6 Responses to “A July Roundup”

  1. Michael (related) says:

    firing on all cylinders…very nicely done

  2. Don Rose says:

    To follow up on some comments of mine quoted by McPherson, wouldn’t it be both interesting as well as courageous for some serious analytical reporting to determine whether and how great (if any) the so-called “Bradley effect” may be at work in polling on Obama. That’s where whites lie to the pollsters, saying of course they will (or have)vote for ablack candidate but hehave differently in the voting booth. When former Los Angeles mayor Tom Bradley ran for governor of CA, the lie factor was about 7 percent. In a black v. white U.S. senate race in Tennessee in 2006, it was negligible. The exit polls this year suggested perhaps it has reappeared. With all the interest in this horserace, should somebody be on this case?

  3. Catherine Wyler says:

    Good stuff, and so well written it’s a pleasure to read.

    Now she’s got me thinking: was I duped by the media to abandon Hillary (thinking she’s so business-as-usual except for her gender)for Obama (who last winter seemed like Serious Change, but now seems ever less so…)?

    Thanks, Myra, for your Serious Research.

  4. nick kotz says:

    Thanks to Myra McPherson for citing the Ryan Lizza piece in the New Yorker as an example of the kind of investigating reporting that we are getting too little of in this presidential campaign and need more of.
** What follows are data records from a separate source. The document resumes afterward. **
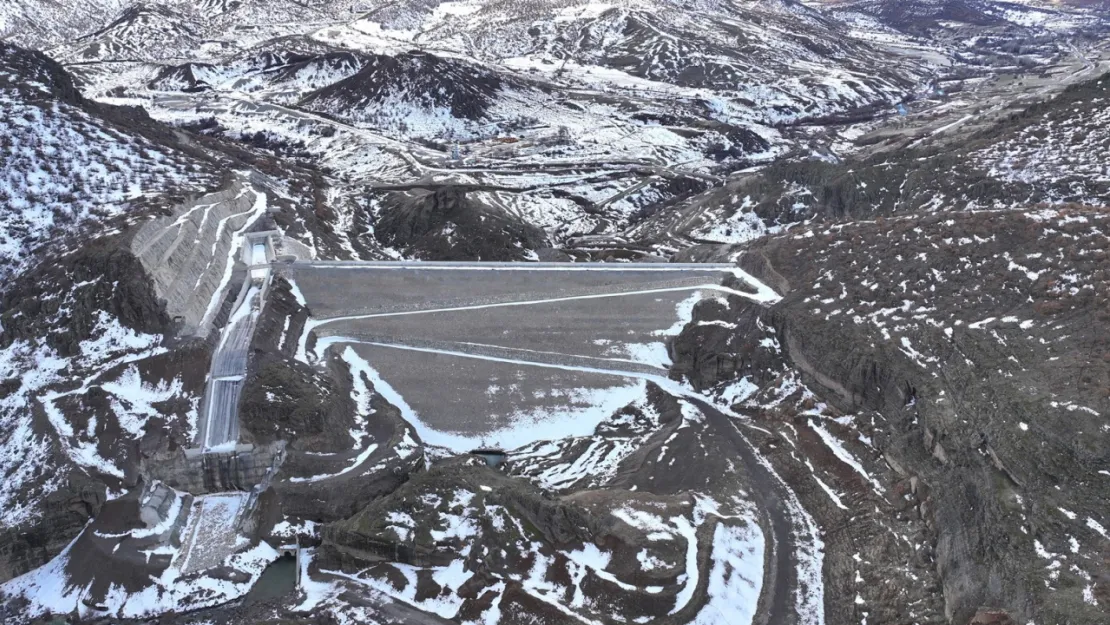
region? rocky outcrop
[131,179,264,336]
[374,187,548,261]
[673,209,1110,624]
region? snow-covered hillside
[0,44,213,278]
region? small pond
[243,554,296,604]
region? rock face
[375,187,547,261]
[674,208,1110,623]
[131,173,266,336]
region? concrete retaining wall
[142,442,285,495]
[131,180,255,335]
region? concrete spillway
[131,174,273,336]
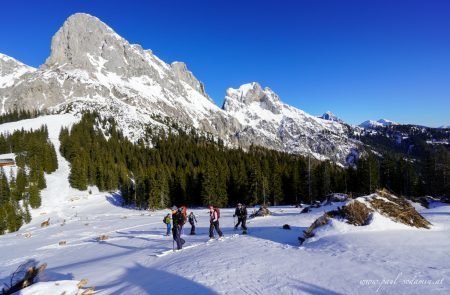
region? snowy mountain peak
[46,13,122,68]
[359,119,398,129]
[223,82,282,114]
[319,111,343,123]
[0,13,359,163]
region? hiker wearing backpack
[209,205,223,239]
[172,206,186,250]
[163,213,172,236]
[188,212,197,235]
[233,203,247,234]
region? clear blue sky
[0,0,450,126]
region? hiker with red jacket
[188,212,197,235]
[172,206,186,250]
[209,205,223,239]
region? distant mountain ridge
[0,13,442,164]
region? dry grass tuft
[98,235,109,241]
[340,200,372,226]
[370,190,431,228]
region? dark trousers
[209,220,223,238]
[189,222,195,235]
[172,225,185,250]
[234,217,247,230]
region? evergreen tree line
[60,114,449,208]
[0,109,41,124]
[0,126,58,234]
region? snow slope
[0,115,450,294]
[0,202,450,294]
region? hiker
[188,212,197,235]
[209,205,223,239]
[172,206,186,250]
[233,203,247,234]
[163,213,172,236]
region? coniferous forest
[0,126,58,234]
[60,114,450,209]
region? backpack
[214,208,220,220]
[177,206,187,224]
[163,216,170,224]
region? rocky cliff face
[223,82,358,161]
[0,13,358,162]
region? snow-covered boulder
[299,190,431,243]
[250,206,272,218]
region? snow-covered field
[0,115,450,294]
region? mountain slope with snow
[223,82,358,161]
[359,119,398,129]
[0,13,360,163]
[0,114,450,294]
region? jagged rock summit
[320,111,344,123]
[0,13,360,162]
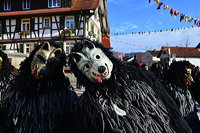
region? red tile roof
[0,0,100,17]
[161,47,200,57]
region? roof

I thought the New Yorker piece told me more about Obama the politician, office seeker, and office holder than anything I’ve read so far. It isn’t impossible to give us in depth looks to understand what Obama and McCain are all about. It just requires a lot of hard work and smart reporting.

  5. Bill says:

    You write: “Take a long look at the mobs that show up for Obama in Iowa and Minnesota, in Paris and Berlin. They are young and they are led to a young politician via their universal virtual umbilical cord, the Internet.”
    When he came to my city, he filled an arena of 18,000. I got no sense that it was overwhelmingly young (I’m 58), but that it was a mix of all ages with a lot of families. People of all ages are fed up with politics of usual. I’m not saying Obama is The One by any means, but compared to his opponent, he is for me.

  6. lulark says:

    Yipes, Myra! Just like the good old days when you turned over stone after stone to give readers of the Wash Post Style page the inside story on so many pols, their families, their staffs, their tactics. Very refreshing.